© Salzburger Osterfestspiele, Foto: S. Gheriu
Jubel für Petrenko, Buhs für Serebrennikov bei den Salzburger Osterfestspielen. Herausragend interpretieren die Berliner Philharmoniker Wagners „Rheingold“, weniger überzeugt Serebrennikovs Inszenierung. Ein Welttheater soll der neue „Ring“ in Salzburg werden, nach der Apokalypse…
ein Neubeginn, ein Epos, erfüllt von buddhistischer Philosophie, in der das individuelle Erleben keine Rolle mehr spielt und die Menschen nach dem Inferno neue Ziele wagen. Bis dahin ist noch ein Weg, „Rheingold“ das Vorspiel.
Berliner Philharmoniker entdecken im „Rheingold“ neue Klangwelten
Das Ereignis der Premiere war aber nicht Serebrennikovs komplexe Visualisierung, sondern die musikalische Interpretation. Unter der Leitung von Kirill Petrenko entdecken die Berliner Philharmoniker Wagner in ganz neuen, sehr subtilen Dimensionen, ohne Pathos. Aus einem filigranen Surren des Es-Dur-Akkords entwickelt sich eine archaische und gleichsam innovative, sehr moderne Klangwelt. Über die plastisch modulierte Tonwirkung der Leitmotive wird das Orchester zum Kommentator des Bühnengeschehens.
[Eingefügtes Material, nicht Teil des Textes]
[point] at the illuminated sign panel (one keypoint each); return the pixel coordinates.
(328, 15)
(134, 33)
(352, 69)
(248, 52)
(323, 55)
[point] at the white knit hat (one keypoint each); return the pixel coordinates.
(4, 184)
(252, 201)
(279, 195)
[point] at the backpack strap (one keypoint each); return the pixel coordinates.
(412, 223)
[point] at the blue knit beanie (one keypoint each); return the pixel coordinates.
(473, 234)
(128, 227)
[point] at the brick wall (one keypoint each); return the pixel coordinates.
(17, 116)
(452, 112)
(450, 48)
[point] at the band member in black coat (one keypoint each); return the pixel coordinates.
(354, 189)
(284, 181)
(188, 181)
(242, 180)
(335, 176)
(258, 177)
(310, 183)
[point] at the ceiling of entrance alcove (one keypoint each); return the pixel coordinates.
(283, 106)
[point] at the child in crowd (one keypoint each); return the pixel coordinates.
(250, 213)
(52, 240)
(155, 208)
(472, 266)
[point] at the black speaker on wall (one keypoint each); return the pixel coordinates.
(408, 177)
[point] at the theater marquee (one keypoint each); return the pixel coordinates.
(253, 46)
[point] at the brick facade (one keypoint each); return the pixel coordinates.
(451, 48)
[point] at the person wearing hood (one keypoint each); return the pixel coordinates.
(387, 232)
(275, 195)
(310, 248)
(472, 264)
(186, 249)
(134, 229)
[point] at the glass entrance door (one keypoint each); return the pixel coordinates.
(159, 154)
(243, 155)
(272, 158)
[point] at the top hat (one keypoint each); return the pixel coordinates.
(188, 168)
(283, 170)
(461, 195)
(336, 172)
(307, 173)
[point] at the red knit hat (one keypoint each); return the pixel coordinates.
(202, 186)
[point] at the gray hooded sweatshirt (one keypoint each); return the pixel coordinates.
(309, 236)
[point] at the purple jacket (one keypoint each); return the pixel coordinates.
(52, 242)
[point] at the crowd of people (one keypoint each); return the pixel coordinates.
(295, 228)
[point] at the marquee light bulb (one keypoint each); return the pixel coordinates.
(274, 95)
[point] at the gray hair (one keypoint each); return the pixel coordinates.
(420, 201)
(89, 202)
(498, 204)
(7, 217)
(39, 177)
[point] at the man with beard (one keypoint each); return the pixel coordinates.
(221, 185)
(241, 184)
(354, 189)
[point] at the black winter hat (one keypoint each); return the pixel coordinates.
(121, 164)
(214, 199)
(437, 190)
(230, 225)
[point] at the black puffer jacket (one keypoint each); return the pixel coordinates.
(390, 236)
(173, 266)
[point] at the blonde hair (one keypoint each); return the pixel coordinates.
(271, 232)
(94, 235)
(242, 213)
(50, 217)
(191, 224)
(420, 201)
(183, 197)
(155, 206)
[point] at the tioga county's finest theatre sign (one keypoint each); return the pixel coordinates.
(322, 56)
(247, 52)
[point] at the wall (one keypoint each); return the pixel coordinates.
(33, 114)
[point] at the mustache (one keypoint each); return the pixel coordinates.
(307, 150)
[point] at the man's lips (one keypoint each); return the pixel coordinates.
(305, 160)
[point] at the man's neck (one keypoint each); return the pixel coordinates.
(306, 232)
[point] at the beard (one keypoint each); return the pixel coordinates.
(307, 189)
Die Berliner Philharmoniker überraschen durch einen lyrischen, absolut homogenen Farbklang, eine sehr subtile Dynamik, die den Sängern viel Raum gibt und die apokalyptischen Explosionen umso bombastischer wirken lässt.
Serebrennikovs „Rheingold“-Inszenierung zwischen archaische Bildwelten und multi-ethnisches Bühnengeschehen
Dazu entwickelte Serebrennikov zwei Bildebenen. Das turbulente Bühnengeschehen kontrastiert mit einer weißen Götterwelt auf weißen Stegen. Zwischen karger, hügeliger Wüstenei verkörpern Compagnie Baninga, Schauspieler und Performer die Nibelungen als unterdrückte Menschheit.
Darüber weitet eine achtteilige Filmcollage auf den lehmig zugedeckten Arkaden der Felsenreitbühne den Blick auf Afrika. Dort hat die Apokalypse schon stattgefunden. Schwarzes Geröll überzieht die Landschaft. Ein nackter Afrikaner, dem Inferno entkommen, rennt aus dem Dunklen einem lichteren Horizont entgegen. Für ihn bekommt der Fund eines Eisbrockens die Bedeutung des Goldes, womit Serebrennikov eine grundlegende Umdeutung von kapitalistischer Macht hin zu ökologischer Relevanz gelingt. Wagners Dualität zwischen Macht und Liebe visualisiert er durch fließende und dampfende Lavaströme. Ein gigantischer Regenbogen signalisiert final Hoffnung, in dem ein überdimensionierter Ring aus zarten Menschenkörpern gebunden final Richtung Horizont schwebt. Die Mixtur aus archaischen Filmbildern und überbordenden ethno-kulturellem Bewegungsspiel lenkt zunehmend von der Musik ab.
„Rheingold“ – zwei sängerische Höhepunkte
Umso mehr leuchten die Szenen auf, in denen ohne Action in klassischer Reduktion auf Wagners existenzielle Warnungen fokussiert wird – Alberichs (Jim Melrose) expressiver Fluch und Erdas Prophezeiung. Jasmin Whites kraftvolle, glühende Altstimme ist der sängerische Höhepunkt des Abends. Christian Gerhaher meistert sein Wotan-Debüt überzeugend, ohne donnerndes Stimmcharisma. Das wird bei Bassbariton Le Bu als Fasolt hörbar, der im Rahmen der diesjährigen Salzburger Festspiele mit dem Herbert-von-Karajan-Preis ausgezeichnet wird. Man darf auf „Die Walküre“ im nächsten Jahr gespannt sein.